My sister and I drove to Cincinnati last weekend for a Crusham family reunion. My mom was one of eight children, and two of her sisters are still alive. We treasure the opportunity to see these sweethearts as well as our many cousins. This time we had to stay in a hotel as the one cousin who normally puts us up (or perhaps I should say puts up with us) was out of town for a wedding. He may have planned it that way - ha! I chose a hotel by the airport, which isn't the most convenient location, but between a Reds home game, Oktoberfest, and a music festival the hotels close to the city were either booked or asking an extravagant rate for the rooms.

Friday night we met up with my dad's remaining sister Gloria and helped celebrate her 85th birthday. Two of her daughters were able to join us, and we had a nice dinner together. The evening ended when Gloria proclaimed, "My ass hurts, it's time to leave." We all busted out laughing! When I am old, I shall say whatever I please.

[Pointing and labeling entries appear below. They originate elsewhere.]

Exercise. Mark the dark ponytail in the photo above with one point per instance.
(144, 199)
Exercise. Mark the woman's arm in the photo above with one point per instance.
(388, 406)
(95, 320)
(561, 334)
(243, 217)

Saturday morning was a bit dreary, but that didn't stop us from heading to Findlay Market in downtown Cincinnati. Three of our cousins on my mom's side met us there. It is an historic market, with stalls and shops and pretty much anything you could imagine to eat. It was great to be able to sit outside and catch up with everyone's lives. My cousin's dog Bella is a Super Star at the market, and her cute face scored her lots of handouts.

Findlay Market

That night we were off to Price Hill Chili, where they have a nice back room suitable for the rowdy Crusham crowd. We had the same waitress as last year, and I told her I was surprised that we she hadn't quit after the last time we ate here. She just laughed. While we had a smaller turnout than last year (32), we were so surprised to see my mom's first cousin Dot Krauser and her sons with their wives. She is 97 years young, and is quite the firecracker. She had such a great time, and my aunts sure enjoyed visiting with her. She even had a Bloody Mary! I am inspired by these ladies who know how to age well.

Betty, Margie & Dot
Kathy, Betty, Margie & me

On Sunday we picked up Aunt Betty and Aunt Margie and took them out to lunch before going to the rehab center where Betty's husband Jack is undergoing therapy. It was nie to have one on one time with the aunts, and of course a visit to Cincinnati is never complete without seeing Uncle Jack. That night we met up with the cousins who had been out of town for a wedding - over dinner, what else? As I have always said, we eat our way through Cincinnati!

It was a fabulous visit, as always. It was fun to reminisce about the past while creating new memories for the future.